"Ah! Pendennyss--my husband," sobbed Emily, sinking on his bosom, "take with you my prayers--my love--everything that can console you--everything that may profit you. I will not tell you to be careful of your life; your duty teaches you that. As a soldier, expose it; as a husband guard it; and return to me as you leave me, a lover, the dearest of men, and a Christian."

Unwilling to prolong the pain of parting, the earl gave his wife a last embrace, held Marian affectionately to his bosom, and mounting his horse, was out of sight in an instant.

Within a few days of the departure of Pendennyss, Chatterton was surprised with the entrance of his mother and Catharine. His reception of them was that of a respectful child, and his wife exerted herself to be kind to connexions she could not love, in order to give pleasure to a husband she adored. Their tale was soon told. Lord and Lady Herriefield were separated; and the dowager, alive to the dangers of a young woman in Catharine's situation, and without a single principle on which to rest the assurance of her blameless conduct in future, had brought her to England, in order to keep off disgrace, by residing with her child herself.

There was nothing in his wife to answer the expectations with which Lord Herriefield married. She had beauty, but with that he was already sated; her simplicity, which, by having her attention drawn elsewhere, had at first charmed him, was succeeded by the knowing conduct of a determined follower of the fashions, and a decided woman of the world.

It had never struck the viscount as impossible that an artless and innocent girl would fall in love with his faded and bilious face, but the moment Catharine betrayed the arts of a manager, he saw at once the artifice that had been practised; of course he ceased to love her.

Men are flattered for a season with notice that has been unsought, but it never fails to injure the woman who practises it in the opinion of the other sex, in time. Without a single feeling in common, without a regard to anything but self, in either husband or wife, it could not but happen that a separation must follow, or their days be spent in wrangling and misery. Catharine willingly left her husband; her husband more willingly got rid of her.

During all these movements the dowager had a difficult game to play. It was unbecoming her to encourage the strife, and it was against her wishes to suppress it; she therefore moralized with the peer, and frowned upon her daughter.

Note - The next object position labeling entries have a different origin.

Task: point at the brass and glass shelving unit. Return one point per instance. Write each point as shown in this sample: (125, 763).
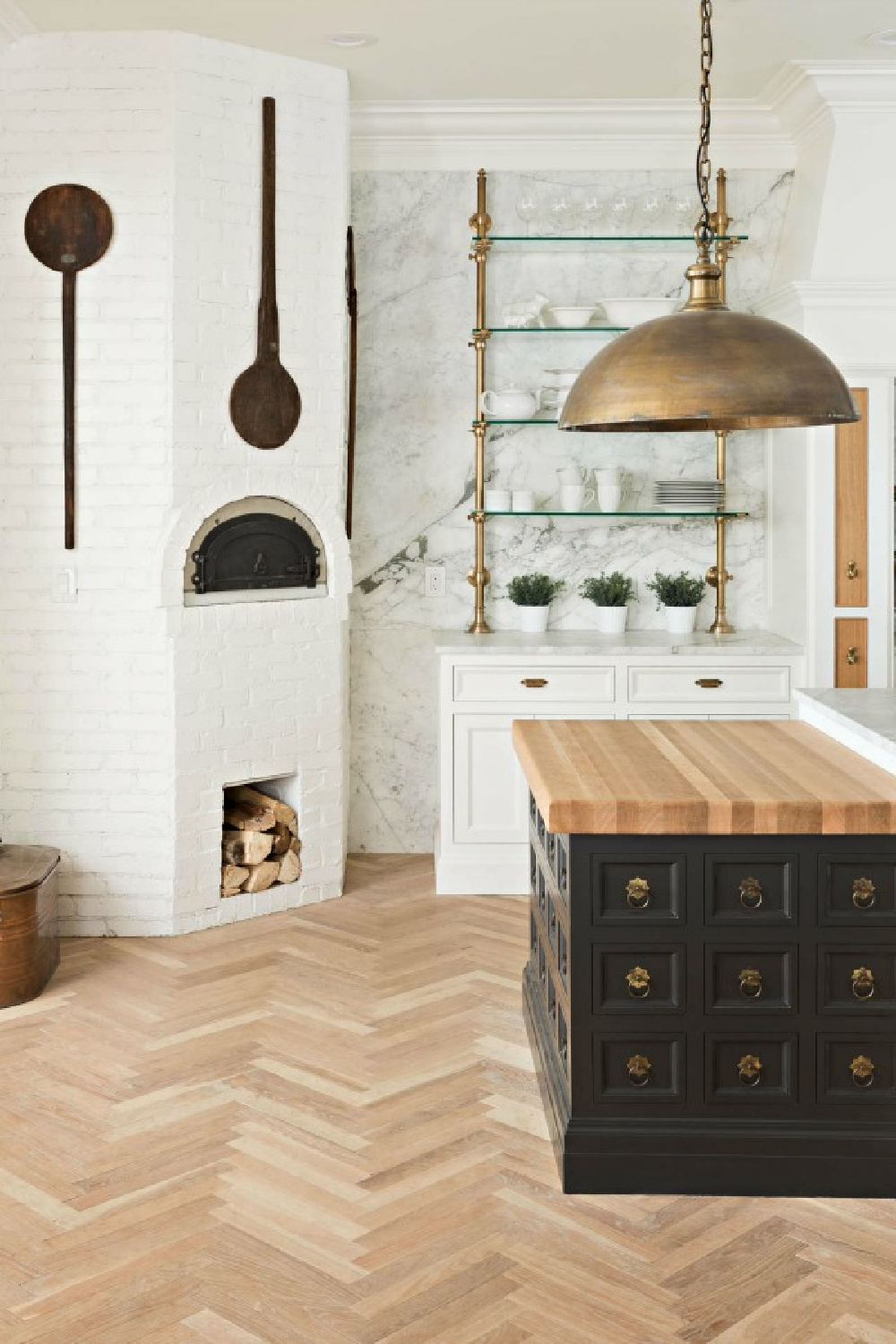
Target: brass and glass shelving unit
(484, 241)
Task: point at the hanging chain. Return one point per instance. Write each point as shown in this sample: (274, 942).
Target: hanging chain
(705, 97)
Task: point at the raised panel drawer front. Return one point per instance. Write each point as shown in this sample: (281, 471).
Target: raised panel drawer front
(641, 1070)
(530, 685)
(638, 892)
(751, 892)
(857, 892)
(858, 1070)
(751, 980)
(710, 685)
(751, 1067)
(857, 980)
(638, 978)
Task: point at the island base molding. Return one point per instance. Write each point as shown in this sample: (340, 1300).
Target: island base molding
(715, 1158)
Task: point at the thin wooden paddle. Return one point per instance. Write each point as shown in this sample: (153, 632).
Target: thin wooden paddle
(265, 405)
(69, 228)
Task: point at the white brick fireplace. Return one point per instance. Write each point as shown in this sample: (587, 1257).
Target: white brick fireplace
(125, 711)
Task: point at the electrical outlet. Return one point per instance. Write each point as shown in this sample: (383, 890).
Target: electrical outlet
(435, 581)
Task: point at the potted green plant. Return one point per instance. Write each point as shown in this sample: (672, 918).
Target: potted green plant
(532, 593)
(680, 594)
(610, 594)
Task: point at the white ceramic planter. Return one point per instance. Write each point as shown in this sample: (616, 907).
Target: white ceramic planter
(610, 620)
(680, 620)
(533, 620)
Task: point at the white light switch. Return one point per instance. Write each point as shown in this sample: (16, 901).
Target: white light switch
(65, 586)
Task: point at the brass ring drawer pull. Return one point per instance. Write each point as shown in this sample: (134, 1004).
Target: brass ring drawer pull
(750, 1070)
(750, 981)
(640, 1070)
(864, 894)
(638, 892)
(750, 892)
(863, 981)
(638, 983)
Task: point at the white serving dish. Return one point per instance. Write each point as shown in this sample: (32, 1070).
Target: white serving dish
(630, 312)
(573, 314)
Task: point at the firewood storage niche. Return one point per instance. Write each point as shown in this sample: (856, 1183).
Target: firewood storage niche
(254, 548)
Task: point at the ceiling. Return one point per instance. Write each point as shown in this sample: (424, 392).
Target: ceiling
(516, 48)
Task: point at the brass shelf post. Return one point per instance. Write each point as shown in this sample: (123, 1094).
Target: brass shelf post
(718, 577)
(478, 575)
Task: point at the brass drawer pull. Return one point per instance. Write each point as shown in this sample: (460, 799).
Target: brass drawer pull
(863, 981)
(638, 892)
(640, 1070)
(750, 892)
(750, 983)
(750, 1070)
(864, 894)
(638, 983)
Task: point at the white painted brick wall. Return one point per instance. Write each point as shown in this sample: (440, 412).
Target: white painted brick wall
(124, 712)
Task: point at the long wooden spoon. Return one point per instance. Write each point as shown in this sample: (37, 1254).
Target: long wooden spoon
(69, 228)
(263, 402)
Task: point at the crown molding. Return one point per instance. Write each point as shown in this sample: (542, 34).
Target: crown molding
(13, 23)
(573, 134)
(806, 94)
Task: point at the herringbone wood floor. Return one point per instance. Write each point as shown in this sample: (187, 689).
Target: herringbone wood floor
(324, 1126)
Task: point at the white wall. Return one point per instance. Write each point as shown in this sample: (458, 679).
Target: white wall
(124, 712)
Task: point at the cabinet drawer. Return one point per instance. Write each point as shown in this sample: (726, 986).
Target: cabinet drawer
(856, 1069)
(751, 1069)
(750, 892)
(528, 685)
(751, 978)
(638, 978)
(857, 978)
(637, 892)
(857, 892)
(638, 1069)
(708, 687)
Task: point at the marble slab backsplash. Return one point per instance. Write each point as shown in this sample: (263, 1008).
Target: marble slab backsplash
(414, 452)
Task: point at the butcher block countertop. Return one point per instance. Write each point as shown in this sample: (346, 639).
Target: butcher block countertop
(700, 777)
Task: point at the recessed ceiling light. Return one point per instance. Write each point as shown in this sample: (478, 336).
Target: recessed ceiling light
(352, 39)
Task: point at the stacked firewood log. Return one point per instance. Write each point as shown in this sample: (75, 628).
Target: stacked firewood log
(260, 841)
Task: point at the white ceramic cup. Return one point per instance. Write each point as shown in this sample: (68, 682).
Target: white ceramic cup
(608, 497)
(497, 502)
(575, 497)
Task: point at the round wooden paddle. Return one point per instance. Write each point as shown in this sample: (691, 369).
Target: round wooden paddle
(263, 402)
(69, 228)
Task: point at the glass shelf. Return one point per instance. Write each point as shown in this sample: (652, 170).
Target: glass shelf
(633, 242)
(598, 513)
(551, 331)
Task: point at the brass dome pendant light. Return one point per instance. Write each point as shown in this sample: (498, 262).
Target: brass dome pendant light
(705, 367)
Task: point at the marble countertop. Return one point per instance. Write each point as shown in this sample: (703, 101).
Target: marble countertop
(616, 645)
(864, 715)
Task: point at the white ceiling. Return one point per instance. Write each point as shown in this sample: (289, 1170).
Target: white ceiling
(516, 48)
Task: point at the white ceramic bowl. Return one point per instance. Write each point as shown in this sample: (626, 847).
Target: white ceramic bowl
(629, 312)
(573, 314)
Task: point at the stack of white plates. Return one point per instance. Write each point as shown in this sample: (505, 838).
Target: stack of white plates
(688, 496)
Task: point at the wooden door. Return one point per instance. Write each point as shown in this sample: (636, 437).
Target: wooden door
(850, 652)
(850, 503)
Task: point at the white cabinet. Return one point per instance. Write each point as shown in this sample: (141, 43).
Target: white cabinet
(489, 787)
(487, 683)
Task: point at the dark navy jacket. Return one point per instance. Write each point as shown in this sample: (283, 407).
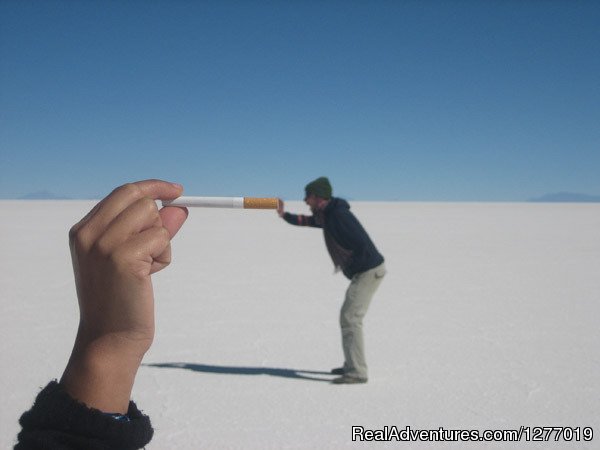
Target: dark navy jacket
(339, 224)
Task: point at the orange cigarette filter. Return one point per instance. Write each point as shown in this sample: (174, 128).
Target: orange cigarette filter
(260, 203)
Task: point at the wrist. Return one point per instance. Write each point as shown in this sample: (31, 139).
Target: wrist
(101, 376)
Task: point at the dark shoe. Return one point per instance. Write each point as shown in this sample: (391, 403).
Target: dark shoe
(345, 379)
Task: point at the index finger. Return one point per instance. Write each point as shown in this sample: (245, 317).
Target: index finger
(119, 199)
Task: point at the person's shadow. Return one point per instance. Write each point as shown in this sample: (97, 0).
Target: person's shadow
(235, 370)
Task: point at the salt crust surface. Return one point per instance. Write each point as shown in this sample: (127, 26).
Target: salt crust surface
(487, 319)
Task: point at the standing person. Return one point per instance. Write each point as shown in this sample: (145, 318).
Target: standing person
(352, 252)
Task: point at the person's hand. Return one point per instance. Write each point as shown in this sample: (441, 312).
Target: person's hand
(115, 249)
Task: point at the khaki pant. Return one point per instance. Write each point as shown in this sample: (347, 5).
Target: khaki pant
(357, 301)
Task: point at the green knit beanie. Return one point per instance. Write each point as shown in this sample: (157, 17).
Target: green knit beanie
(320, 187)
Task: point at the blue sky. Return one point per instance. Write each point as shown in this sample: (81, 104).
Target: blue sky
(393, 100)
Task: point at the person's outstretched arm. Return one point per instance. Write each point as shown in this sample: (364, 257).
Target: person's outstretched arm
(115, 249)
(295, 219)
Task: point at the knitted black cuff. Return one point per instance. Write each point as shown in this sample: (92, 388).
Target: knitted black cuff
(56, 420)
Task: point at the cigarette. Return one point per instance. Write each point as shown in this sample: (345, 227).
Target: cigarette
(224, 202)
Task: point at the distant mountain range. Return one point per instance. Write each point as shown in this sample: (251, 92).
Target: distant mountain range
(567, 197)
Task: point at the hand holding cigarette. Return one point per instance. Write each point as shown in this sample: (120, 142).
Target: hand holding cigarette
(115, 249)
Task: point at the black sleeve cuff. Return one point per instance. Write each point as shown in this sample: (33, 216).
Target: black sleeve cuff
(57, 421)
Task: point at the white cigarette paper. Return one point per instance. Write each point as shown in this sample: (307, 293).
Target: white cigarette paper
(224, 202)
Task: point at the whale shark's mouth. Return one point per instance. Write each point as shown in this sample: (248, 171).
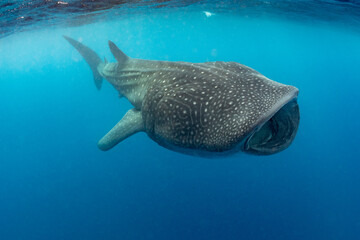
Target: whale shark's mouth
(277, 133)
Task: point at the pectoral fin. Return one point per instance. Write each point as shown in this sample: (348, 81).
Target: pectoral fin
(130, 124)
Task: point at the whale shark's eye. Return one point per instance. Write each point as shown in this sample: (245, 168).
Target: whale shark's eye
(277, 133)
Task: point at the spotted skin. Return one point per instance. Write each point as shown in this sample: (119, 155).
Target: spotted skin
(194, 107)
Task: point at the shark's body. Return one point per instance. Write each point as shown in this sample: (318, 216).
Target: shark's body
(198, 108)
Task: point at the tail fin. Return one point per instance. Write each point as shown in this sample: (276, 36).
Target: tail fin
(90, 57)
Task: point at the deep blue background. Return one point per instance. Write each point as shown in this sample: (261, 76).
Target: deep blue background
(56, 184)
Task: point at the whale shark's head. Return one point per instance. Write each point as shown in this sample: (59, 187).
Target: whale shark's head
(277, 133)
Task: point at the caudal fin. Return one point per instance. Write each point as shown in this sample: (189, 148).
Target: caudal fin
(90, 57)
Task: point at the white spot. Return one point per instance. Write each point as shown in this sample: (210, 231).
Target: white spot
(208, 14)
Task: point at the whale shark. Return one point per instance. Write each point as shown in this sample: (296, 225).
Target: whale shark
(203, 109)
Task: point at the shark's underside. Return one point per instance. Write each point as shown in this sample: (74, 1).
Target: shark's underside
(198, 108)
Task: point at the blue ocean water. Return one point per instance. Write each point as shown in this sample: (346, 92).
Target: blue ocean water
(56, 184)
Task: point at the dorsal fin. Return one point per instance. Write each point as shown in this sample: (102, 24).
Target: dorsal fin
(90, 57)
(118, 54)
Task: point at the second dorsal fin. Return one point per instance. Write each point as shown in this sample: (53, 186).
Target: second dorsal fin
(118, 54)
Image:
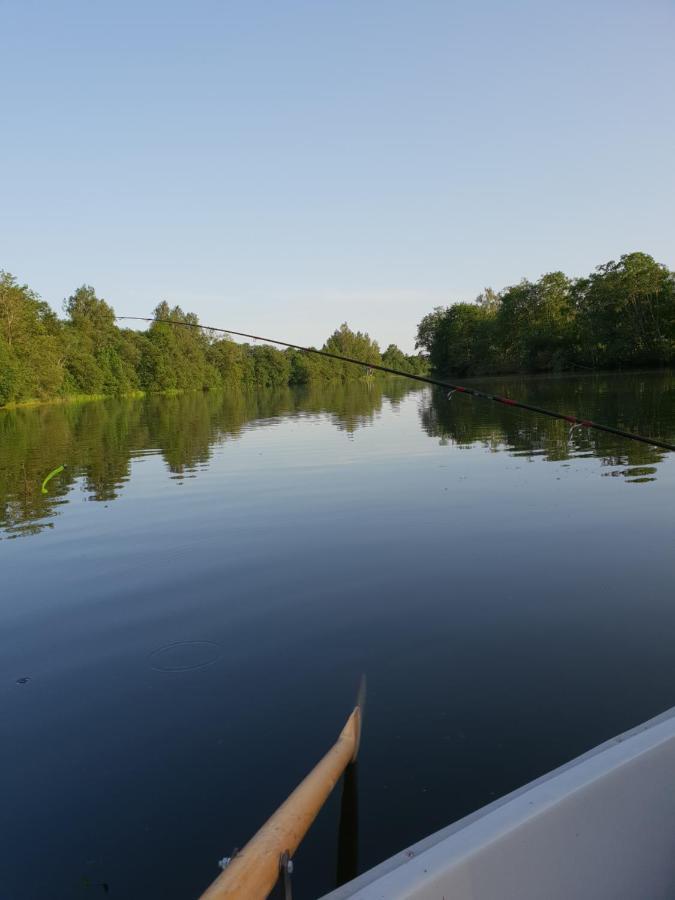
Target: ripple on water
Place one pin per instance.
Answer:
(184, 656)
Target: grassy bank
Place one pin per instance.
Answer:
(73, 398)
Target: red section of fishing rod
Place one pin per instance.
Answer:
(426, 379)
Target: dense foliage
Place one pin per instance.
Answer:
(42, 356)
(620, 316)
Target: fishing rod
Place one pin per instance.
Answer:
(574, 421)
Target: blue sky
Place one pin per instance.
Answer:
(284, 166)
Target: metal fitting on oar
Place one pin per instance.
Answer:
(286, 870)
(573, 429)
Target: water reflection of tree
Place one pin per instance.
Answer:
(96, 441)
(644, 404)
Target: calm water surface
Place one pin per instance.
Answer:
(185, 614)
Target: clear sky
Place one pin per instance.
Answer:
(283, 166)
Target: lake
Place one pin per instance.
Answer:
(188, 608)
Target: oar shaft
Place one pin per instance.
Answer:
(254, 871)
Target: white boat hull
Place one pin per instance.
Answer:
(600, 827)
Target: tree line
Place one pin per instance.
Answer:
(620, 316)
(43, 356)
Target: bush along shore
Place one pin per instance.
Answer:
(85, 355)
(620, 316)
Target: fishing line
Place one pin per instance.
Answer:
(425, 379)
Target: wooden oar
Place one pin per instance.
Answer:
(253, 872)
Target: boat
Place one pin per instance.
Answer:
(601, 827)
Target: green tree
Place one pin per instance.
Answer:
(354, 345)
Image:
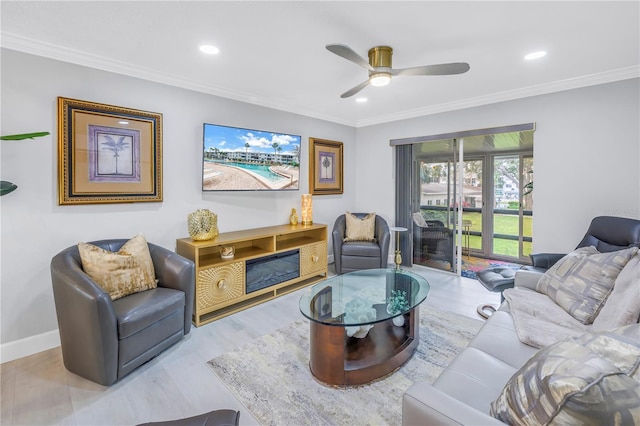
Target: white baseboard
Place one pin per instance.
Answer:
(29, 346)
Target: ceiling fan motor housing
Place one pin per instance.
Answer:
(380, 56)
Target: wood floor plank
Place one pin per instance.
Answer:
(178, 383)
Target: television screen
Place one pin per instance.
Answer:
(236, 159)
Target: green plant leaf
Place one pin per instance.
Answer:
(7, 187)
(23, 136)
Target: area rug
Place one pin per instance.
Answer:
(271, 376)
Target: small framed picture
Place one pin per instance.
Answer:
(326, 167)
(108, 154)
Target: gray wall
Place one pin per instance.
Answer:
(586, 156)
(586, 162)
(34, 227)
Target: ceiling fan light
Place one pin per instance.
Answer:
(380, 79)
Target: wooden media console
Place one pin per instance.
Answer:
(221, 284)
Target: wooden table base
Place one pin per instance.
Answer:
(337, 359)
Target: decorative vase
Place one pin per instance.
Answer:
(398, 321)
(202, 225)
(227, 252)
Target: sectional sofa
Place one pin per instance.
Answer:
(564, 337)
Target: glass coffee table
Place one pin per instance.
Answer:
(363, 325)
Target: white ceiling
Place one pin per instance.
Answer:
(273, 53)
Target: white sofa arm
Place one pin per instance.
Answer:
(423, 404)
(527, 279)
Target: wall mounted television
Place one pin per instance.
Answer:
(238, 159)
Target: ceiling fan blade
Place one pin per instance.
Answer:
(440, 69)
(355, 90)
(348, 53)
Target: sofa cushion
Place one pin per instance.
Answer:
(475, 377)
(127, 271)
(499, 339)
(360, 229)
(581, 281)
(623, 304)
(538, 321)
(589, 379)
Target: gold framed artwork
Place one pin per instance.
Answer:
(326, 167)
(108, 154)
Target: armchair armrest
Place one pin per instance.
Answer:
(423, 404)
(545, 260)
(86, 320)
(176, 272)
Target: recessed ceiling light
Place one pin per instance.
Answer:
(535, 55)
(209, 49)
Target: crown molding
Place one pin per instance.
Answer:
(51, 51)
(525, 92)
(35, 47)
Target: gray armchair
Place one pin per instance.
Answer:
(605, 233)
(103, 340)
(356, 255)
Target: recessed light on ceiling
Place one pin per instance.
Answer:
(535, 55)
(209, 49)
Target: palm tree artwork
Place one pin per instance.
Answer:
(326, 164)
(116, 147)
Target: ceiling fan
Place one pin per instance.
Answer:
(380, 70)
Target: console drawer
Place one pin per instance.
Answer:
(219, 284)
(313, 258)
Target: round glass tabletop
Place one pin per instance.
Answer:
(363, 297)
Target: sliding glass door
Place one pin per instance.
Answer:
(512, 214)
(465, 197)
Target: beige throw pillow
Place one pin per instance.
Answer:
(591, 379)
(623, 304)
(128, 271)
(581, 281)
(360, 229)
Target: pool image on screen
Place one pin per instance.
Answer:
(238, 159)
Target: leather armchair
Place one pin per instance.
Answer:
(103, 340)
(606, 233)
(356, 255)
(432, 240)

The viscount listened to her truisms with the attention of a boy who is told by a drunken father how wicked it is to love liquor, and heeded them about as much; while Kate, mistress at all events of two thousand a year, minded her mother's frowns as little as she regarded her smiles; both were indifferent to her.

A few days after the ladies left Lisbon, the viscount proceeded to Italy in company with the repudiated wife of a British naval officer; and if Kate was not guilty of an offence of equal magnitude, it was more owing to her mother's present vigilance than to her previous care.

The presence of Mrs. Wilson was a great source of consolation to Emily in the absence of her husband; and as their longer abode in town was useless, the countess declining to be presented without the earl, the whole family decided upon a return into Northamptonshire.